$U \subset \mathbb{R}^k$ and $V \subset \mathbb{R}^l$ be open subsets. Let $f: V \to U$ to smooth. I am wondering how can I show $$ (f^*dx_i)(\frac{\partial}{\partial y^j}) = dx_i(f_*(\frac{\partial}{\partial y^j}))?$$
I was informed that by definition, $$f^*\omega = \omega \circ f_*.$$ That's neat, then I think I got my problem solved.
However just out of curiosity, how could this definition equivalent to the definition I am given from Guillemin and Pollack?
Definition of $\mathbf{A^*T}:$ Suppose $A: V \to W$ is a linear map. Then the transpose map $A^*: W^* \to V^*$ extends to the exterior algebras, $A^*: \Lambda^p(W^*) \to \Lambda^p(V^*)$ for all $p>0$. If $T \in \Lambda^p(W^*)$, just define $A^* T \in \Lambda^p(V^*)$ by $$A^*T(v_1, \dots, v_p) = T(Av_1, \dots, Av_p)$$ for all vectors $v_1, \dots, v_p \in V$.
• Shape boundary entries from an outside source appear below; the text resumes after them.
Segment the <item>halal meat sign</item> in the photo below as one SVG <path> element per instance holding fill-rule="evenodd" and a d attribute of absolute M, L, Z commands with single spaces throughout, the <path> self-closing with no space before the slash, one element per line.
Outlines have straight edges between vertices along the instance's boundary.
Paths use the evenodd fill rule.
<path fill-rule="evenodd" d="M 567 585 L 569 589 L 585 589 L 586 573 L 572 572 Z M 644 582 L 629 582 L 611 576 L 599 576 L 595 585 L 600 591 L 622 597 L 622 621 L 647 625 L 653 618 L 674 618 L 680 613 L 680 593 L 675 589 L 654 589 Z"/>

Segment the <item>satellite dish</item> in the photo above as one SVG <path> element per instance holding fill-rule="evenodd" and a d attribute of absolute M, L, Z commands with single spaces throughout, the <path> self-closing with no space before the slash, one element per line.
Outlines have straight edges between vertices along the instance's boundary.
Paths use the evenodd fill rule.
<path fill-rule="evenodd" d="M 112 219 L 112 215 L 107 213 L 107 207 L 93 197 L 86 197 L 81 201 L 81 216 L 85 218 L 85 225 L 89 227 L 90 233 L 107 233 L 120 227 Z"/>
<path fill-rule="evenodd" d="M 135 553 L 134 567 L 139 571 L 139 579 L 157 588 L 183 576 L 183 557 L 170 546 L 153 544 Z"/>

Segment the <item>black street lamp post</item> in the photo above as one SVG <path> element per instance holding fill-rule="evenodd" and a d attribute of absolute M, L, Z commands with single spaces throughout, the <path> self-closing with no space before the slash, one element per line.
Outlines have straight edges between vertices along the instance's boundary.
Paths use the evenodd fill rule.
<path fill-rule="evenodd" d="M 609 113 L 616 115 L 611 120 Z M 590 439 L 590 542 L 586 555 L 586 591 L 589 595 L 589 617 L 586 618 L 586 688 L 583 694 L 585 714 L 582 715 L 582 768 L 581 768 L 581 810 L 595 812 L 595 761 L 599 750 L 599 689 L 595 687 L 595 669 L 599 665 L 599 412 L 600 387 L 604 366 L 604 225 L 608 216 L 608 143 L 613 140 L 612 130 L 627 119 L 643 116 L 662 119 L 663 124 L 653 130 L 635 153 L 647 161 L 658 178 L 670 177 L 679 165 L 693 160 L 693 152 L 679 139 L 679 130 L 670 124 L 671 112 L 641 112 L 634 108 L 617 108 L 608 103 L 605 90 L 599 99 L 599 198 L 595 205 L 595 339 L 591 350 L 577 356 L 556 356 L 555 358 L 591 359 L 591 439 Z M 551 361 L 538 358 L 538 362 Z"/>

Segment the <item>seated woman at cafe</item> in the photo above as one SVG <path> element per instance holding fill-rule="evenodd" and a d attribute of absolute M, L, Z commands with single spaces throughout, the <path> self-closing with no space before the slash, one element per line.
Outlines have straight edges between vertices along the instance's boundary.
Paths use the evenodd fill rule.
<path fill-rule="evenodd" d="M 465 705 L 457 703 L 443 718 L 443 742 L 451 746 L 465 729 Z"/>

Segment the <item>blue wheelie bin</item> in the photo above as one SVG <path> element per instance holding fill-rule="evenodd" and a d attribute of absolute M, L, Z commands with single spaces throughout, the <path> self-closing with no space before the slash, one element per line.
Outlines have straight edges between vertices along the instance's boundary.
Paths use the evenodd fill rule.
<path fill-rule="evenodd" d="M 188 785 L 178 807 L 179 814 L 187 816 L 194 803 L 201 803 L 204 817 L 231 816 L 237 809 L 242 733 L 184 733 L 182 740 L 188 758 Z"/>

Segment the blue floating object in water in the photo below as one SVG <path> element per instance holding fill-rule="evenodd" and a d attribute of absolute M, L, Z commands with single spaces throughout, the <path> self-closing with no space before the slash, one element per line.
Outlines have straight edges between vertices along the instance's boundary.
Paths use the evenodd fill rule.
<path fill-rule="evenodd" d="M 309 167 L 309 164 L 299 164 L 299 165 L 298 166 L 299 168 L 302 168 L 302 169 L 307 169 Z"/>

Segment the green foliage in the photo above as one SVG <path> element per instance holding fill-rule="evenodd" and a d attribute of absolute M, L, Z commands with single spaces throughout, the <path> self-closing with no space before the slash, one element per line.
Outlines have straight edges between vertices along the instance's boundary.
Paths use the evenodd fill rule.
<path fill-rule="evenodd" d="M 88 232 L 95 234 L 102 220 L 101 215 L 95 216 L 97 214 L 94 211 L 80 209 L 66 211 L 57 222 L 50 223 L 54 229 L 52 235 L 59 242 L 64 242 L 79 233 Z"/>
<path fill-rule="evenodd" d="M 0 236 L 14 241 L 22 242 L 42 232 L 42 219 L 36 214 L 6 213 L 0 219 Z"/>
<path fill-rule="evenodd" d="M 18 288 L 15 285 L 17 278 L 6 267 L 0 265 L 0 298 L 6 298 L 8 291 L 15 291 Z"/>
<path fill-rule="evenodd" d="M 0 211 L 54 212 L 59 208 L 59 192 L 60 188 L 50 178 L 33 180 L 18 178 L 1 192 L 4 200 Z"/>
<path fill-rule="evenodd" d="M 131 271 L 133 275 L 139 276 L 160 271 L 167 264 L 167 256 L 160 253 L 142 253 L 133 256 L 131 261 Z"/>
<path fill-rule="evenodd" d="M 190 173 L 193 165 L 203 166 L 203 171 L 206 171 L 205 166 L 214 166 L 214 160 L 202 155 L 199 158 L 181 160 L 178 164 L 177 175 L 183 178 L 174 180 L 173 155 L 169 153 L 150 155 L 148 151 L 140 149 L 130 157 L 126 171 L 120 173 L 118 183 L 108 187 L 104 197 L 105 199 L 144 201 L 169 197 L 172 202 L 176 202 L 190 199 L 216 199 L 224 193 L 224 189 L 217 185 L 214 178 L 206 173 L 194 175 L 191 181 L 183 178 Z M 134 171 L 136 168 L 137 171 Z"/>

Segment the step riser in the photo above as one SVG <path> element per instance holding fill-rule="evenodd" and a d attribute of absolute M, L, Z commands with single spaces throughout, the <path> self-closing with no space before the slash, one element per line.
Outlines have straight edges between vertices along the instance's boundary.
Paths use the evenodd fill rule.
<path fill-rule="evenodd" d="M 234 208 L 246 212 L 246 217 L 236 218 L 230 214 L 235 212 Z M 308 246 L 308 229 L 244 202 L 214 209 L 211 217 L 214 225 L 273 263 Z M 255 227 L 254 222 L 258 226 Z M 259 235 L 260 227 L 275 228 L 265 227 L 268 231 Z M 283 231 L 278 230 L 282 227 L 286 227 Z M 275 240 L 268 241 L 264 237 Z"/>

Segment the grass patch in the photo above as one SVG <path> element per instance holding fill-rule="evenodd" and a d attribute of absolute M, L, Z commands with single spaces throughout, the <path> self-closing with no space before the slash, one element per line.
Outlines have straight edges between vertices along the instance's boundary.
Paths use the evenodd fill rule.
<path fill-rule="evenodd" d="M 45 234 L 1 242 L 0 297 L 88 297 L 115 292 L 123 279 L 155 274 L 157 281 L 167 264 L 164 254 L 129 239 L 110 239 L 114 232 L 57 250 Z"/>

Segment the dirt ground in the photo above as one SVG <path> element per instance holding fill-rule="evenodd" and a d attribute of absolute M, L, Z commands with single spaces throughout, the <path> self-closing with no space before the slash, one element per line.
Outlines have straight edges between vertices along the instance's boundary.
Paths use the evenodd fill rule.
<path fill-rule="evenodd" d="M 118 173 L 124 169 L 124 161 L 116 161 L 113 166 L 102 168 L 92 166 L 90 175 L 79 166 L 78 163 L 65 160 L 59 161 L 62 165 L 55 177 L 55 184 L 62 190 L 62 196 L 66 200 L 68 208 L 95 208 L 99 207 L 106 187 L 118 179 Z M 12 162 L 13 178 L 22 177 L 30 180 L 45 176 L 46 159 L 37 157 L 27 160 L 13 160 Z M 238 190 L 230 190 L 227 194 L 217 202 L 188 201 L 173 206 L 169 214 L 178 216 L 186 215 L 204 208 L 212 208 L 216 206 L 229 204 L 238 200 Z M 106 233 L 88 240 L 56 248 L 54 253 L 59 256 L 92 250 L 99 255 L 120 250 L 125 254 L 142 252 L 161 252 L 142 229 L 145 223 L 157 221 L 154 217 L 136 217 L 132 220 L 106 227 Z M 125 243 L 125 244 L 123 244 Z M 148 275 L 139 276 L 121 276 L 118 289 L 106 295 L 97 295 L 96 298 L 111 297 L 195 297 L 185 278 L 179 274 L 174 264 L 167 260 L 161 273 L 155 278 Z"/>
Definition of $\mathbf{f^*\omega(x)}:$ If $f: X \to Y$ is a smooth map and $\omega$ is a $p$-form on $Y$, define a $p$-form $f^*\omega$ on $X$ as follows: $$f^*\omega(x) = (df_x)^*\omega[f(x)].$$
This will be an issue soon if it is not already. You will soon realize that two seemingly different definitions of the push-forward are in use. I seek to show the following are actually the same:
the coordinate free definition $(F_{*}X)(f) = X(f \circ F)$
the coordinate-based definition: if $F: M \rightarrow N$ is a differentiable mapping of manifolds and $(x^i)$ are coordinates($i=1,\dots , m$) on $M$ and $(y^j)$ are coordinates ($j=1,\dots , n$) on $N$ which contain $p \in M$ and $F(p) \in N$ respective then: $$ (dF)_p \left( \sum_{i=1}^{m}X^i\frac{\partial}{\partial x^i}\bigg|_p \right) = \sum_{i=1}^{m}\sum_{j=1}^{n} X^i\frac{ \partial(y^j \circ F)}{\partial x^i}\frac{\partial}{\partial y^j}\bigg|_{F(p)}$$
Notice the absence of the $f$ in this definition (2.) as compared to (1.) $(F_{*}X)(f) = X(f \circ F)$. To show equivalence, we can expand on Lee's definition, we assume here that $X=\sum_{i=1}^{m}X^i\frac{\partial}{\partial x^i}\bigg|_p$ thus: $$ X(f \circ F) = \sum_{i=1}^{m}X^i\frac{\partial}{\partial x^i}\bigg|_p(f \circ F) $$ note $f$ is a function on $N$ hence the chain rule gives: $$ X(f \circ F) = \sum_{i=1}^{m}X^i\sum_{j=1}^n \frac{\partial f }{\partial y^j}(F(p))\frac{\partial (y^j \circ F)}{\partial x^i} $$ But, we can write this as: $$ X(f \circ F) = \left( \ \sum_{i=1}^{m}X^i\sum_{j=1}^n \frac{\partial (y^j \circ F)}{\partial x^i} \frac{\partial }{\partial y^j}\bigg|_{F(p)} \right)(f)$$ This is precisely what I claimed was the "definition" of the push-forward in coordinates. Observe that this is merely an application of the chain-rule separated from Lee's definition. Of course, the coordinate-free definition is the natural choice, but calculation often warrants use of coordinates.